Power Losses in H-Bridge
An important aspect in the design of MOSFET-based bridges is the size of the MOSFET. Optimum die size for minimal power loss depends on load impedance, required output power and the clock frequency. The bigger the size of the transistor die, the bigger the switching and gate loss. Bigger size reduces the conduction loss. MOSFET conduction losses are related to RDS(on), the Drain-Source resistance. RDS(on) is temperature-dependent, increasing when Temperature of Junction (TJ) increases. During the amplifier operation, Drain current determines the conduction losses as shown in the equation below:
P(conduction) = (ID RMS)2•RDS(on)
Amplifier efficiency depends on the MOSFET total power losses. The power loss in MOSFETs is the result of conduction, switching, and gate driven charge losses shown by the relation in equation given below:
Total Power Loss = P (switching)+P(conduction)
To minimize the switching loss and distortion, a power-on-reset circuit is used. The power-on-reset goes high if the level shifter’s capacitor is not properly charged and vice versa.
Moreover, the MOSFET’s power losses affect the MOSFET’s junction temperature TJ, as most of the power lost is converted into the heat. The junction temperature is an important design constraint as it determines the size of heatsink to be used. High power loss increase TJ, and therefore, heatsink size.
The H-bridge control controls the input voltages to be applied across the H-Bridge. The H-bridge has two comparators: D flip flops and two half-bridge switching circuits that supply pulses of opposite polarity to the MOSFETs. Two comparators are powered by the reference voltages from the reference generators. These produce a square wave output which is supplied to D-Flip-Flop as input. D-Flip-Flops act as a latch for the comparator output to sync it with a single clock that is fed into it. Buffers prevents the level shifter to discharge back into the H-Bridge control circuit.

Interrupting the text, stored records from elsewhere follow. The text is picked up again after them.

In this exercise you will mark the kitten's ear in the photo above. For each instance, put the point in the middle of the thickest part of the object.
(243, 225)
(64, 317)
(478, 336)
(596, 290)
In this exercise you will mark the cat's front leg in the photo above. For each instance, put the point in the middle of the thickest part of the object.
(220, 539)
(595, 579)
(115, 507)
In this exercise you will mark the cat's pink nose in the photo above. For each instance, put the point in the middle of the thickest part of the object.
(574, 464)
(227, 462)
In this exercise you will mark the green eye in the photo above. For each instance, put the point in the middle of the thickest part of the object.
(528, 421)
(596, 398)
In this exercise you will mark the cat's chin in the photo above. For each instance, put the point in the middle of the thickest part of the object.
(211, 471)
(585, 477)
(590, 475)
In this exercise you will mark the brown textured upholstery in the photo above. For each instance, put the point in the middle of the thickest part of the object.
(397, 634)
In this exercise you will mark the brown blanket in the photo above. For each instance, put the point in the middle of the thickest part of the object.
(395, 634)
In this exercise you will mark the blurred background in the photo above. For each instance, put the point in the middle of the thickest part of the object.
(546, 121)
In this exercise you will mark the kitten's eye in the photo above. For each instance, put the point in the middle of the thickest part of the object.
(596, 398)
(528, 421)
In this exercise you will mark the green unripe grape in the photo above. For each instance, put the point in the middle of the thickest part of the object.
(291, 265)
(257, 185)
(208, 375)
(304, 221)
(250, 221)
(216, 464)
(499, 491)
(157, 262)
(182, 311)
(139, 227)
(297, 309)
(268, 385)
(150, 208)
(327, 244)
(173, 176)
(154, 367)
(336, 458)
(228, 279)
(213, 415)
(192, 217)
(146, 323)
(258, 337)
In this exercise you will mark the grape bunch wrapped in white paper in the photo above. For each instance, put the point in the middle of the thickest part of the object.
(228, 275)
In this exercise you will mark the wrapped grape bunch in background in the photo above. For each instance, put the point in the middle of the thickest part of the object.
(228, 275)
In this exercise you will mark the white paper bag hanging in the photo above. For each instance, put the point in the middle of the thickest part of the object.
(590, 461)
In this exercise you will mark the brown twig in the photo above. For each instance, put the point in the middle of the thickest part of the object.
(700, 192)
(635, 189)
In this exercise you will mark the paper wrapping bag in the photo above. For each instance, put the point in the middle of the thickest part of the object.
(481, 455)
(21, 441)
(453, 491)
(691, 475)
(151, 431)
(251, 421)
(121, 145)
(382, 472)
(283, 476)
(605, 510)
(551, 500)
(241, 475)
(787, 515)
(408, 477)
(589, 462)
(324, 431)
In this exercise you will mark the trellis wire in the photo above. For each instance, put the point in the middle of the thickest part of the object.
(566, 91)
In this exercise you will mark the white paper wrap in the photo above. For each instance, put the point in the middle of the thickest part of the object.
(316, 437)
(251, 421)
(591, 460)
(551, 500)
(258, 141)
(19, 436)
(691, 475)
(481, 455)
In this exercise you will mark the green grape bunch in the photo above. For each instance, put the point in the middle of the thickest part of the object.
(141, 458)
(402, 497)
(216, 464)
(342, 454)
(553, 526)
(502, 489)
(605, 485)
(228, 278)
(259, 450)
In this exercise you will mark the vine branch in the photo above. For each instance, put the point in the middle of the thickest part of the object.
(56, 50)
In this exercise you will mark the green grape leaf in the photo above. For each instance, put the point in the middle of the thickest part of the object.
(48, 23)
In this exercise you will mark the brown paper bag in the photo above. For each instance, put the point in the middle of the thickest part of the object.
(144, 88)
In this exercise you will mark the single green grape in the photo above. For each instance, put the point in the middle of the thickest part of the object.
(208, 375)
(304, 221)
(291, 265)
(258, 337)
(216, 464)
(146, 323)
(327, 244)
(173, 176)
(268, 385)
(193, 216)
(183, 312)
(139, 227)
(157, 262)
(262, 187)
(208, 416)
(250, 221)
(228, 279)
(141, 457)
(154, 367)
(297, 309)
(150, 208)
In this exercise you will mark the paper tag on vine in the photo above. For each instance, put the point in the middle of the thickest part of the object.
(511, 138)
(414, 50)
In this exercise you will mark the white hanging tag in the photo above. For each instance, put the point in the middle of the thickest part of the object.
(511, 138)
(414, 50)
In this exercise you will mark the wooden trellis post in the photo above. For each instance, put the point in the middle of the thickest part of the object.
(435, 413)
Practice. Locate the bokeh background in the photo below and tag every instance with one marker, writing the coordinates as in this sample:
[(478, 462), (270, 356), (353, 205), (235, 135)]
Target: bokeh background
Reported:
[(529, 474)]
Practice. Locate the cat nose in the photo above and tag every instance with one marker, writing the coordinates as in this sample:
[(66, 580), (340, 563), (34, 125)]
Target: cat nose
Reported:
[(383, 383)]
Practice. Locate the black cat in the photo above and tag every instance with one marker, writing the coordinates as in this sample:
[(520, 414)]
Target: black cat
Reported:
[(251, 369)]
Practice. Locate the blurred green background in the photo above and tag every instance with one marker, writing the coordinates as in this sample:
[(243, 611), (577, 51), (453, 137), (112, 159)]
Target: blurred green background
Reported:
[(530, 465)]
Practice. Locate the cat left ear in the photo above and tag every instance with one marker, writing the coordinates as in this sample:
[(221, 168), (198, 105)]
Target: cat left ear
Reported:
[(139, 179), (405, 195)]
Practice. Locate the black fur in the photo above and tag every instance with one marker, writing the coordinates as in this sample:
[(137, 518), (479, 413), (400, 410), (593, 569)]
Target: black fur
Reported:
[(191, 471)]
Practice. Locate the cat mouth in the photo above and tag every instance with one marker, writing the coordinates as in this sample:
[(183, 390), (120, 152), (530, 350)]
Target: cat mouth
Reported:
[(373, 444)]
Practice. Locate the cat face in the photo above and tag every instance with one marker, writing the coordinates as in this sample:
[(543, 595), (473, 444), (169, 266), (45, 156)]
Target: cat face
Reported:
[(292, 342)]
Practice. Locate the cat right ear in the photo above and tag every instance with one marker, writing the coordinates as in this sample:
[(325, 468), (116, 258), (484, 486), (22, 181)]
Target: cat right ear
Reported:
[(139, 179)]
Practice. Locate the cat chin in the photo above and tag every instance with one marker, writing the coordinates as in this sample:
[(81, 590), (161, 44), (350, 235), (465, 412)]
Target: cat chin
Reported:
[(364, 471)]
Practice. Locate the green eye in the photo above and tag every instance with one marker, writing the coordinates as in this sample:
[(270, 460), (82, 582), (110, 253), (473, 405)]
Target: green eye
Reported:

The level shifter drives the PMOS gate voltage. The power-on-reset circuit is responsible for supplying the voltage during the time it takes the level shifter to shift up to the required voltage. It is important that the level shifter’s input capacitance is small to minimize the gate capacitance of the PMOS. The MOSFET gate capacitance should be small to minimize power dissipation and heating in the level shifter driving the MOSFET.
The feedback filter circuit is a proportional feedback system. Feedback filters are used because high loop gain improves performance—suppressing distortion caused by nonlinearities in the forward path and reducing power supply noise by increasing the power-supply rejection (PSR). The feedback voltage is proportional to the difference voltage of the left and right node voltages in H-Bridge.
The clock generator circuit produces a timing signal (known as a clock signal and behaves as such) that is used in synchronizing a circuit's operation. This circuit generates a square wave signal from 0V-5V. The frequency of this square wave signal acts as the sampling frequency for the input signal. The higher the sampling frequency, the lower the distortion in the output signal.